Cuando me repuse de la impresión, volví a guardar en la carpeta el sello y el pergamino, verdaderamente estupefacto, lo devolví y no sé cómo ni por dónde, regresé con mis amigos, que ya me esperaban impacientes. Entonces eché verdaderamente de menos al doctor Duarte, que me habría recordado los ladinos señuelos del Destino con el fin de conseguir sus objetivos para que un matrimonio por poderes pudiera consumarse cinco siglos después.

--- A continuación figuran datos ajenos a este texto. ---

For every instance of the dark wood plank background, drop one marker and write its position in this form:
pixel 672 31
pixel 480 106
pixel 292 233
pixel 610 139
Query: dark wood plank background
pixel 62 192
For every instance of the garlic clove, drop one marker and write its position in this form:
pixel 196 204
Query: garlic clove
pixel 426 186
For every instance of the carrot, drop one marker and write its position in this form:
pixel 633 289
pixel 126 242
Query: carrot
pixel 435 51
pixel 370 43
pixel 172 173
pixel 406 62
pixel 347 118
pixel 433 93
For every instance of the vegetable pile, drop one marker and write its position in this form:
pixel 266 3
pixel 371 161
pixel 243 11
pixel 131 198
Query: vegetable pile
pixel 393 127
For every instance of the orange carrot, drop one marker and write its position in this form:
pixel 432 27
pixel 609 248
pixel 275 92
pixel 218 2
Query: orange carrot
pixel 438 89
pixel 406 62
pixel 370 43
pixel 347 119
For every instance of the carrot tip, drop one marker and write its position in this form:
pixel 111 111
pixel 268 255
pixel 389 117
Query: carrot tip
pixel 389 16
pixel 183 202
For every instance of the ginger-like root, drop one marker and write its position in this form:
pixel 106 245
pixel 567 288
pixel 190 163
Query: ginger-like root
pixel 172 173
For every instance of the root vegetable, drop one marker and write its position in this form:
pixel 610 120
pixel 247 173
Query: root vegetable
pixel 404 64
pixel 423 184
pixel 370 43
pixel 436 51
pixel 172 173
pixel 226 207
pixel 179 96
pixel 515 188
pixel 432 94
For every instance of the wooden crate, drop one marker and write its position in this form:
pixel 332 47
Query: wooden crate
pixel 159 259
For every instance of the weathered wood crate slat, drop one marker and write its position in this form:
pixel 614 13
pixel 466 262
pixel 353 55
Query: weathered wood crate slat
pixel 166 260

Encelados con el sello, nunca dimos, erróneamente, ninguna importancia al contenido del documento, que era, por lo visto, la clave de todo. Y no podré saber — ni yo ni nadie — quiénes eran los contrayentes que en él se citan porque sus nombres aparecen raspados, pero tampoco hace ninguna falta. Comoquiera que se llamase en el siglo quince, yo sé perfectamente quién era la novia. Y atónito como estaba, no se me ocurrió nada que lograra explicarme tal cosa.
Miento; algo sí se me ocurrió: Pensé en lo imposible que habría sido para mí — como lo fue, al cabo —, haber vencido en el tramposo juego del amor cuando uno nace quinientos años tarde, el lance tiene lugar en Irlanda (donde los espectros gozan de tanto prestigio), y tiene por rival a uno de ellos.
Aunque fuese un fantasma tan flacucho.